Editorial: Creating a well-rounded life sciences ecosystem

Central Mass. has a real opportunity to leverage its successes and make a significant mark upon the global life sciences industry. It’s great to brand the region as more affordable than Cambridge/Greater Boston and to emphasize the appeal of manufacturing products in nearby facilities where real estate is cheaper. However, we’re better off positioning Greater Worcester as a separate and distinct market. The distance between Worcester and Boston is greater than the distance between San Francisco and San Jose, the territory covering Silicon Valley. Much like those two California hubs are each bookends for the tech industry, Worcester can become its own biomanufacturing, research, and biotech hub.

During WBJ’s Life Sciences Forum at the DCU Center on March 14, the keynote and panelists spoke of the many advantages Central Mass. has to offer life sciences: an educated and trained workforce; business-friendly communities helping cut red tape; established players like Boston Scientific in Marlborough, Bristol Myers Squibb in Devens, and AbbVie in Worcester; hundreds of millions in research dollars at places like UMass Chan Medical School, Worcester Polytechnic Institute, and Cummings School of Veterinary Medicine; real estate wide open enough for developers like King Street Properties to build a ground-up $500-million life sciences campus in Devens, and real estate versatile enough for portions of the Natick Mall to be converted into lab space. In August, the international real estate firm CBRE ranked Greater Worcester as the 15th best U.S. metro area for life sciences research talent pools, scoring higher than other major regions like Dallas/Fort Worth.

Clearly, Central Massachusetts has an opportunity.

Beyond attracting big names and constructing big developments is making sure companies of all sizes have a chance to flourish, especially the younger companies still researching whether their ideas can make for viable and profitable products. With incubators like Massachusetts Biomedical Initiatives in Worcester and ABI-LAB in Natick, the region has places for startups to find their footing. The next step, though, is where early stage companies must navigate the so-called Valley of Death, where funding research – meaning negative cash flow – needs to continue before their products make it to the market.
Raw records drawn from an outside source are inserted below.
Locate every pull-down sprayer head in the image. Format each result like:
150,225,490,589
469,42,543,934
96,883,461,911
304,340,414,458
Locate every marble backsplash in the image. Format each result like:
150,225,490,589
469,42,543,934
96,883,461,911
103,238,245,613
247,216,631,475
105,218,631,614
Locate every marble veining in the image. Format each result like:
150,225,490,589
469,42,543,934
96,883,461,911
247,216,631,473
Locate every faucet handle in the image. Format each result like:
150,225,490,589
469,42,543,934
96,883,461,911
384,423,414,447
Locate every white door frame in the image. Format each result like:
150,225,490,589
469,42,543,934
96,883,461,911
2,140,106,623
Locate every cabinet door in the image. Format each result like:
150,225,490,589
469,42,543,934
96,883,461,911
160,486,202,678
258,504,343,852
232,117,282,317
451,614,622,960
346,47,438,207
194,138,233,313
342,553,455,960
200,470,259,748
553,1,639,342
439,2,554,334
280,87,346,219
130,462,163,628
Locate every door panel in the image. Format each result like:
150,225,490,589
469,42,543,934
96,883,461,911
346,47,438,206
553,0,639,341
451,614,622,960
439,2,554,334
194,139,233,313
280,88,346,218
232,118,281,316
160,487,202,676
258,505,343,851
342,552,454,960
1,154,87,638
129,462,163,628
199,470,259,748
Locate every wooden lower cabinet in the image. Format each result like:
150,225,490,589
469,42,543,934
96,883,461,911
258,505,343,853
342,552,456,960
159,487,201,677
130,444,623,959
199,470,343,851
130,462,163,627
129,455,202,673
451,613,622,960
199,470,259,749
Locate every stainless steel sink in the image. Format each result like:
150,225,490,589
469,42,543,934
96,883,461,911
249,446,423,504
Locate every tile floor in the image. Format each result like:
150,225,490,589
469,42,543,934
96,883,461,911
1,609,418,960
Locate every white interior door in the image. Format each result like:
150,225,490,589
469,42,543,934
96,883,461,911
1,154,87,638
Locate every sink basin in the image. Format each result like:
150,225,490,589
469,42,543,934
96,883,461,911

As WBJ Staff Writer Kevin Koczwara writes in his “Making life sciences affordable” story, this stage just got some much-needed support. Worcester Polytechnic Institute, in a nearly $1-million partnership with MBI, has developed a new lab space full of the kind of lab equipment few early stage companies can afford, but they’ve got access at WPI’s Cell Engineering Research Equipment Suite to help prove the viability of their products. This marks an important step in reaching the goal of a well-rounded life sciences ecosystem.

The future of Central Mass. life sciences is exciting as the region has a number of competitive advantages. With continued smart investments both publicly and privately, the opportunity for growth is immense.